Het ontmoet daarentegen geen bezwaar om expliciet tot uitdrukking te brengen dat bij de gevelzitplaatsen geen sprake is van bediening, het schenken van alcoholhoudende drank en geen gebruik buiten openstellingstijden. Wel wordt met het oog op het planologische aspect een 'obstakelvrije zone/vrije doorloopruimte' met een 'diepte' van minimaal 2 m nadrukkelijk vastgelegd.
Ad.5:
Dit standpunt laat zich vooral verdedigen door de omstandigheid dat in het centrumgebied vaak al sprake is van voldoende horeca. Voor de 'reguliere horeca' gelden landelijk gezien de nodige eisen voor wat betreft sociale hygiëne en inrichting, maar dat is met name gerelateerd aan de verstrekking van alcoholhoudende drank. Voor het standpunt kan enig begrip worden opgebracht, maar het sedert 2009 in de 'Beleidsregel terrassen' vervatte beleid voor de 'ondergeschikte horeca' – waar de verstrekking van alcoholhoudende dranken in beginsel niet aan de orde is - staat niet ter discussie. Conclusie is dat het planologisch gezien geen bezwaar ontmoet de gevelzitplaatsenregeling voor de centrumgebieden - onder nader te stellen voorwaarden – in de planregeling mee te nemen.
Ad.6:
De door OVV geuite wens om in Vaassen juist wel tot gevelzitplaatsen te kunnen komen, wordt met name geïllustreerd door een bescheiden aantal horecalocaliteiten en de bestaande situatie . Onder verwijzing naar hetgeen onder ad.5 is gemeld, zal het Parapluplan dus ook voorzien in een regeling voor 'ondergeschikte horeca' in de vorm van gevelzitplaatsen.

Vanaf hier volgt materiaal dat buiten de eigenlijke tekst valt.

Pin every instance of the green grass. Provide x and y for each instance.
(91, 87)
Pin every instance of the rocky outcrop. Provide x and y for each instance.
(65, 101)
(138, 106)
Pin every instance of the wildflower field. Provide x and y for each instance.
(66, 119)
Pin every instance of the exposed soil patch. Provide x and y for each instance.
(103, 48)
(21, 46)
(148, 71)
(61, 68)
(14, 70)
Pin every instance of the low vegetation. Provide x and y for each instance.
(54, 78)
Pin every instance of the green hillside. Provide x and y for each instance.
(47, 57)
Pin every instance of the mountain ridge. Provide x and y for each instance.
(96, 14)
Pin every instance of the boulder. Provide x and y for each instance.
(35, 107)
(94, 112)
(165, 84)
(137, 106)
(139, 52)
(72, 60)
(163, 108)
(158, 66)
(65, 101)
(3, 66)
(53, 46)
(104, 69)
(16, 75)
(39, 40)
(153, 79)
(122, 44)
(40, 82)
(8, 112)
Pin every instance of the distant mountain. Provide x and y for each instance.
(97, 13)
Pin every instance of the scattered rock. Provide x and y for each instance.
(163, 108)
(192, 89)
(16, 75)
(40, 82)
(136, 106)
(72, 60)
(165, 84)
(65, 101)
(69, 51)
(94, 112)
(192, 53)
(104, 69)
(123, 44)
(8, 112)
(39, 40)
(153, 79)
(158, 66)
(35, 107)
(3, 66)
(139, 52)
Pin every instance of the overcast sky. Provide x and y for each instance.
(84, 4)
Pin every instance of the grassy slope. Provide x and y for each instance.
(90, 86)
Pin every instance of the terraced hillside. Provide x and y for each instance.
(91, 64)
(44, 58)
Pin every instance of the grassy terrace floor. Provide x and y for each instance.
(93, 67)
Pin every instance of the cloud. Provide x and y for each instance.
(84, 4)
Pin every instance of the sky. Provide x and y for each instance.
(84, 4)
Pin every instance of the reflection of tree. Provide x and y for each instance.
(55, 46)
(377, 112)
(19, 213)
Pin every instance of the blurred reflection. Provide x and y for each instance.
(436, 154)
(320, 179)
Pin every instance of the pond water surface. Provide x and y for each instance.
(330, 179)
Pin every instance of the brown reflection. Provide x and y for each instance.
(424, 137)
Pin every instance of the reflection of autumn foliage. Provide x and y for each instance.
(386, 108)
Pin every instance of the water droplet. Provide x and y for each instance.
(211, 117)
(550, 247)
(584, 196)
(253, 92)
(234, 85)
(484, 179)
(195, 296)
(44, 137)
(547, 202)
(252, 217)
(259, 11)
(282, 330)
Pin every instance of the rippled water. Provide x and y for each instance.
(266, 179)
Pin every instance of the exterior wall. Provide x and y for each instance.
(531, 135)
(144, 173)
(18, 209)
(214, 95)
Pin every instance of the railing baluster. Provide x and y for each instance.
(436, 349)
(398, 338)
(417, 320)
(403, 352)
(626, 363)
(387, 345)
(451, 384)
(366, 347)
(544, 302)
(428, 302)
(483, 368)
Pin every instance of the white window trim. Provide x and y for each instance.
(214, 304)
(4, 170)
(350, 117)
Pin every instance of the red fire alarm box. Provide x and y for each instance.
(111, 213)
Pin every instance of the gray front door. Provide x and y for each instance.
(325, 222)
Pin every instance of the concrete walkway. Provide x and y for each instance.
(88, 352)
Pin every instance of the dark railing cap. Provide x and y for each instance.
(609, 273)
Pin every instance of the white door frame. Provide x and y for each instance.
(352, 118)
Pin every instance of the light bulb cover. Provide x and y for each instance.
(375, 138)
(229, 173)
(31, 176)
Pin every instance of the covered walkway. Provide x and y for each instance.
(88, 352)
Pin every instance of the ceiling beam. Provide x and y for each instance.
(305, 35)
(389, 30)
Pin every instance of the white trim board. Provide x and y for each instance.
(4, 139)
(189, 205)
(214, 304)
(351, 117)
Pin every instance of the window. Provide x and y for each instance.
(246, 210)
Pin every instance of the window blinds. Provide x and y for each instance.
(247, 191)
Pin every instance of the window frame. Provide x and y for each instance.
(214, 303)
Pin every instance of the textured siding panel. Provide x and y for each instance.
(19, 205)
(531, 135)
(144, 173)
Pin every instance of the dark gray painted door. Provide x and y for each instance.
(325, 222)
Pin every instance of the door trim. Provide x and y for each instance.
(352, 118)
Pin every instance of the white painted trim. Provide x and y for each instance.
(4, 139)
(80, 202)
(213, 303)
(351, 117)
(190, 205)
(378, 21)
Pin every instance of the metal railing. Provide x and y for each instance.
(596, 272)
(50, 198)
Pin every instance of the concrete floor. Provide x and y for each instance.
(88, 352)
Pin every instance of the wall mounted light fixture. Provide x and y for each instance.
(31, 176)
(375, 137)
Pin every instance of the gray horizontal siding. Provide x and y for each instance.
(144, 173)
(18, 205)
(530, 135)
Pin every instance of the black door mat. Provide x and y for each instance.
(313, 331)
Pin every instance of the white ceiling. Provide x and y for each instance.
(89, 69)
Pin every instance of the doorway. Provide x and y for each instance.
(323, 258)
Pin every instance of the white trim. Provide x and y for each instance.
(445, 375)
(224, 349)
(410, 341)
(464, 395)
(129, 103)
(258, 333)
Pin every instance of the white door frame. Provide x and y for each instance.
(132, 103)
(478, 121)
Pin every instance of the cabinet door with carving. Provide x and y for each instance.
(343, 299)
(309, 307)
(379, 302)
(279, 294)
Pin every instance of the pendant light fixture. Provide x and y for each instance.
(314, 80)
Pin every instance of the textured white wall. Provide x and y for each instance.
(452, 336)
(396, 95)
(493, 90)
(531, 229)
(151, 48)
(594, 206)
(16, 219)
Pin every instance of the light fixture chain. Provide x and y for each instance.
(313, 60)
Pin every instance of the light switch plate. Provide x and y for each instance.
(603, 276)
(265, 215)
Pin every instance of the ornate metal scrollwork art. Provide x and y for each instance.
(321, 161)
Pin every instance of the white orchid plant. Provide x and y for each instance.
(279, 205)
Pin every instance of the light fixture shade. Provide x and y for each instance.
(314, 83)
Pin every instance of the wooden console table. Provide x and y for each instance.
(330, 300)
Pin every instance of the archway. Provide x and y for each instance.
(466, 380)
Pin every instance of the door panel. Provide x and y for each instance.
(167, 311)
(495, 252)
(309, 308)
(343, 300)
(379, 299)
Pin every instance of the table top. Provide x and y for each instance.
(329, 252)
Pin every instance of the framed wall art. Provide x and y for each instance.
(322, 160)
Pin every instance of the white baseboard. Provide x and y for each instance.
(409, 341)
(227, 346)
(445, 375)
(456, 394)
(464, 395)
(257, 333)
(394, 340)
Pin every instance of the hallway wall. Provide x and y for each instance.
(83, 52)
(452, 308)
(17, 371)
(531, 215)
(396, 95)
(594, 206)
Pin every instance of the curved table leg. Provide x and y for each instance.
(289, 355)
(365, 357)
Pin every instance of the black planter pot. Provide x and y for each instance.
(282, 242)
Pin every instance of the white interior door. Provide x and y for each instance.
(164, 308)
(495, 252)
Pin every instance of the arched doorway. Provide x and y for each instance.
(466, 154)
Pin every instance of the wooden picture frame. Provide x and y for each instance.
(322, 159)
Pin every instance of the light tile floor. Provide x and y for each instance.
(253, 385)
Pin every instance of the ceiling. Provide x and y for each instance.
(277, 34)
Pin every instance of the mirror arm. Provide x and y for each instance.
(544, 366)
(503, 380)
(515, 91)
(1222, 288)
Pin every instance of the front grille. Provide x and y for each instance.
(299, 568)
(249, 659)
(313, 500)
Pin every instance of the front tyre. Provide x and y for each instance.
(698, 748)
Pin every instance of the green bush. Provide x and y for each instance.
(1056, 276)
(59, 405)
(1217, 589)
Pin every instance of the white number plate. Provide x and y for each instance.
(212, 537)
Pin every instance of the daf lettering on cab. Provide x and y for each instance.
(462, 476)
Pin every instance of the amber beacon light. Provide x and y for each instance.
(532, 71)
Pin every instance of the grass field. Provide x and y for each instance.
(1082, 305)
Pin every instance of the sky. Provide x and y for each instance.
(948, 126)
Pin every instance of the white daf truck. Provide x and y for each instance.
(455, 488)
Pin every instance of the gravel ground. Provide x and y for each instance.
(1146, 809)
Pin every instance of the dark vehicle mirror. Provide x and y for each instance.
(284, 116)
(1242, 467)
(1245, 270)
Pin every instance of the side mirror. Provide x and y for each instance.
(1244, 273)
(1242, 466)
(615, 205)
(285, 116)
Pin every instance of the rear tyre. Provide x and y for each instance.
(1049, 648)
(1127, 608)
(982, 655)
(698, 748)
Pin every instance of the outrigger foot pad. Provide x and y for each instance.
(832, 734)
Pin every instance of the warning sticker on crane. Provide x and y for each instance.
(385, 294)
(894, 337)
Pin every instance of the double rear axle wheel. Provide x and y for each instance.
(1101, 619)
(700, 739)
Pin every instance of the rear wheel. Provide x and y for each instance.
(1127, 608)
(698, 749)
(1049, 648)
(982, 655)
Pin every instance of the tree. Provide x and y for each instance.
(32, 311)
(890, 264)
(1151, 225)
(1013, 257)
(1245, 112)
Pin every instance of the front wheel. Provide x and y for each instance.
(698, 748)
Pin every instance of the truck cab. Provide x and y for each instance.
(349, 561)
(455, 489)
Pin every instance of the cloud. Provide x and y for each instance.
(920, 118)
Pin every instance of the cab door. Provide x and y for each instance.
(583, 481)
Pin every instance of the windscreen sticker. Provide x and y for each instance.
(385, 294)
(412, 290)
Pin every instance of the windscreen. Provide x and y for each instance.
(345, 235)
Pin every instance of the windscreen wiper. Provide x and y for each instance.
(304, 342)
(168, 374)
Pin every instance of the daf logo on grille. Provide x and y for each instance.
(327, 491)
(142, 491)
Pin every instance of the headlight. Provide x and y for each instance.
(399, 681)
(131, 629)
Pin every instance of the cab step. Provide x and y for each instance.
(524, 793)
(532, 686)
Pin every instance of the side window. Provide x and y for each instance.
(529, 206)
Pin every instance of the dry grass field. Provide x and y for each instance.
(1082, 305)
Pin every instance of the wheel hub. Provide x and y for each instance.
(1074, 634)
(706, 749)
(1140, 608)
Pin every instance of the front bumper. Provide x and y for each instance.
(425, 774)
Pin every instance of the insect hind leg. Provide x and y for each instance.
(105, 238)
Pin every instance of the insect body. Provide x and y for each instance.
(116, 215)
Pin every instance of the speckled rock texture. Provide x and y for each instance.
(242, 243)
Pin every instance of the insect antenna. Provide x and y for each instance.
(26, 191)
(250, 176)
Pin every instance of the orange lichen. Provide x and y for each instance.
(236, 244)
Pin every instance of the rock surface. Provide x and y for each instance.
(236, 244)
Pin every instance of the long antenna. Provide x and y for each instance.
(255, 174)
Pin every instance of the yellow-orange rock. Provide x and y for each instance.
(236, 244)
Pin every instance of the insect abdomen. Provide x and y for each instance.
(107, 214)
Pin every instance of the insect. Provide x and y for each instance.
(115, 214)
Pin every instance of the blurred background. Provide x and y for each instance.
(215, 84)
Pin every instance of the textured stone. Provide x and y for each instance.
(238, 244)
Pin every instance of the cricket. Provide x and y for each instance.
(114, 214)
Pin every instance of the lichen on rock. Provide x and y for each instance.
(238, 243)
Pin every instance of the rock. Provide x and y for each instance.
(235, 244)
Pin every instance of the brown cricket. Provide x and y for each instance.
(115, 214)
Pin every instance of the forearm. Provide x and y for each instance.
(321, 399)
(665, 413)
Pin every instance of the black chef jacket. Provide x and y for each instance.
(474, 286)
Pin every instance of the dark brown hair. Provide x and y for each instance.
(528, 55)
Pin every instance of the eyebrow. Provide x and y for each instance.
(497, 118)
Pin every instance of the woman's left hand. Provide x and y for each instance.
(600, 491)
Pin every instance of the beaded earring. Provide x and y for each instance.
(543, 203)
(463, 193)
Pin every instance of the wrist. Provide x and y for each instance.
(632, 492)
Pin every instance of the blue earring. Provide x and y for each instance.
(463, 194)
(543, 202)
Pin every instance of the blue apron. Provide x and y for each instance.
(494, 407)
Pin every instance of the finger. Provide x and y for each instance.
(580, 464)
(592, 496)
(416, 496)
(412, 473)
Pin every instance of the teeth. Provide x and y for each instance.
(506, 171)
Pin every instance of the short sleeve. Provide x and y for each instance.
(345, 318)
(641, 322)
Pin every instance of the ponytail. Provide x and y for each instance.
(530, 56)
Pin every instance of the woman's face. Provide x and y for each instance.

Samenvattend kan gesteld worden dat het gebruik van de 'openbare weg' voor terrasdoeleinden planologisch geregeld moet worden en dat daar met dit plan in kan worden voorzien. In de regels worden bepalingen opgenomen met als aandachtspunten:
Benadrukt wordt dat naast deze planologische gebruiksmogelijkheden de 'Beleidsregel terrassen' onverkort van toepassing blijft.
Dit bestemmingsplan wordt als ontwerp in procedure gebracht. Van inspraak kan worden afgezien omdat in dit geval sprake is van planologische vastlegging van gevoerd beleid en niet van aanpassing van het gevoerde beleid. Voorts is het van belang dat prioriteit wordt gegeven aan de opvulling van de bij de uitvoering van het terrassenbeleid ervaren leemte.